Discussion
This study shows preliminary evidence that cognitive decline is a significant factor experienced by women who are treated for advanced ovarian cancer. Most participants self-reported mild declines, and these were detectable by a sensitive Web-based assessment tool. There are many potential mechanisms of cognitive decline during chemotherapy, ranging from oxidative damage to reduced blood oxygenation due to anemia to stress and anxiety. While it is outside of the scope of this small pilot study to examine the causative factors of decline, it does suggest the need for further investigation of the effect and potential mechanisms of cognitive decline in this population. While most of the prior work in cognitive function has been conducted among breast cancer patients, ovarian cancer patients appear to experience cognitive decline as well. There is a need to further understand this issue so that effective preventive or treatment strategies can be developed.
The significant increase in patient-reported neurotoxicity across each study visit may be a concern for computerized assessments that require dexterity. However, the keyboard proficiency tests did not decline over time, suggesting that the neurotoxicity reported by patients in this study was not great enough to affect their ability to use the computer keyboard. Patients appear to report higher levels of difficulty with memory (eg, forgetfulness) following diagnosis than following the initiation of chemotherapy; however, higher-level cognitive processes (eg, logic, organizational abilities, calculations) reported by patients appear to decline following the initiation of chemotherapy. Although larger, adequately powered trials are needed to determine the extent of this decline, this suggests that patients experience increasing challenges that may interfere with their ability to perform necessary tasks at work and in the household. Further work is needed to examine the duration of these effects following chemotherapy. Since the cognitive impact of chemotherapy reported by patients is mild, investigators must ensure the use of appropriate patient-reported tools that are able to detect these differences. While reported decline may occur, this is likely to remain within the mild category of traditional assessment tools. It is of benefit to use patient-reported tools such as the PAF that also permit the analysis of continuous data.

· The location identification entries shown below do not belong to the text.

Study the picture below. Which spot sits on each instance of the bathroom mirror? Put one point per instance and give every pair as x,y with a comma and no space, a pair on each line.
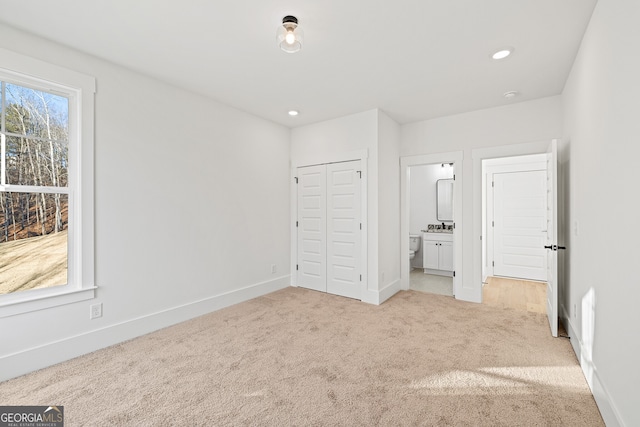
444,202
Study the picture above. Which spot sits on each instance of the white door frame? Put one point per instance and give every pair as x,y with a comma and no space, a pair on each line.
455,157
478,155
361,155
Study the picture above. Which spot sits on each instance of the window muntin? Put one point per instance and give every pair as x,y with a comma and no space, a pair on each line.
34,202
80,90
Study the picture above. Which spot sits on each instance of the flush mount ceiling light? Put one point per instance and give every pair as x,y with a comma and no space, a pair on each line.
289,35
502,53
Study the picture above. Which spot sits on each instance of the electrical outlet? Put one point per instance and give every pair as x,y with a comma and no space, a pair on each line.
95,311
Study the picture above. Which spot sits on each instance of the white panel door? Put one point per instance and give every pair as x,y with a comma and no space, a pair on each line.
312,232
520,216
552,237
343,229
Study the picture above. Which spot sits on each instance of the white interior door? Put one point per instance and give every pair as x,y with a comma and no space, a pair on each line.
520,216
312,233
552,237
343,229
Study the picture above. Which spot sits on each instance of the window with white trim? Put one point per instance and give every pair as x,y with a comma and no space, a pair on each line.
46,185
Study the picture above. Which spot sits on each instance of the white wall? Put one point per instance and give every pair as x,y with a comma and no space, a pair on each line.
191,210
531,121
602,111
388,205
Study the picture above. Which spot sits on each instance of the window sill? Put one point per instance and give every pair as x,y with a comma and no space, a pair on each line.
42,299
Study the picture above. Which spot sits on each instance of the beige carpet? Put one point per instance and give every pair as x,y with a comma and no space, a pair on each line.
298,357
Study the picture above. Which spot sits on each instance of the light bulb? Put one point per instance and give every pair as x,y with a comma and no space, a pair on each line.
290,38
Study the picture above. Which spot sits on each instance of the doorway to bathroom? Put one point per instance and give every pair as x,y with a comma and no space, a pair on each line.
431,228
431,193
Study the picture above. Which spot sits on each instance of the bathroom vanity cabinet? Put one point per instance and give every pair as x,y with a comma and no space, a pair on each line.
437,252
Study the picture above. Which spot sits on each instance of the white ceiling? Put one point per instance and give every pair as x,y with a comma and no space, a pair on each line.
414,59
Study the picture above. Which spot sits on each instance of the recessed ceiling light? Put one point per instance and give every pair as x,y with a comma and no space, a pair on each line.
503,53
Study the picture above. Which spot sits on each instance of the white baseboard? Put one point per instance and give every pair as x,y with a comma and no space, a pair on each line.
378,297
23,362
608,410
388,291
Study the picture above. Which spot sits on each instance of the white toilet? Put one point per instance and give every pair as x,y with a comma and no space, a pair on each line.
414,245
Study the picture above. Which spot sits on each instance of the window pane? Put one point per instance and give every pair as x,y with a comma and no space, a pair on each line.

This study is limited by its design as a pilot study and was challenged by several logistical issues. Four patients were unable to complete all the neurocognitive evaluations. This was due to remote study staff, who would visit various clinics in the Tucson and Phoenix metropolitan regions in Arizona (range of travel more than 120 miles). The lack of completion was entirely due to communication and travel complications. When a patient was rescheduled to a different chemotherapy date, it was not always possible for this to be communicated to the Arizona Cancer Center researchers in a timely manner, resulting in missed visits. It is recommended for future studies that require strict timelines for study assessments (such as this cognitive function study) that the assessments be conducted by staff in those practices who can identify changes in infusion dates when they occur. This will reduce the communication barriers and rate of missed visits. This study was also not designed to be a comprehensive assessment of neurocognitive function but was focused on assessing three domains: attention, processing speed, and response time. It is possible that many other domains of cognitive function could be impacted by chemotherapy that were not evaluated in this study. Many patients were also taking antidepressant medications during the study; however, these were generally not new prescriptions and were also being taken at the baseline assessment. Nevertheless, future studies should incorporate assessments of mood, depression, and anxiety to account for the potential effect of these factors on cognitive assessment scores.
Despite these limitations, the study provides preliminary data demonstrating cognitive decline during chemotherapy among ovarian cancer patients treated in the front-line setting of advanced disease. More than 90% of all patients experienced measurable impairments in cognitive function during primary chemotherapy. More than half of all patients demonstrated impairment on two or more cognitive domains. Prior work has shown that even mild cognitive impairments can influence quality of life and the ability to perform routine daily activities (eg, taking medications, returning to work, managing household finances).23 The data emphasize the critical need to further understand the impact of chemotherapy on cognitive function among ovarian cancer patients so that effective preventive and treatment strategies can be developed. Additional research is needed to understand how long these declines may persist following chemotherapy treatment.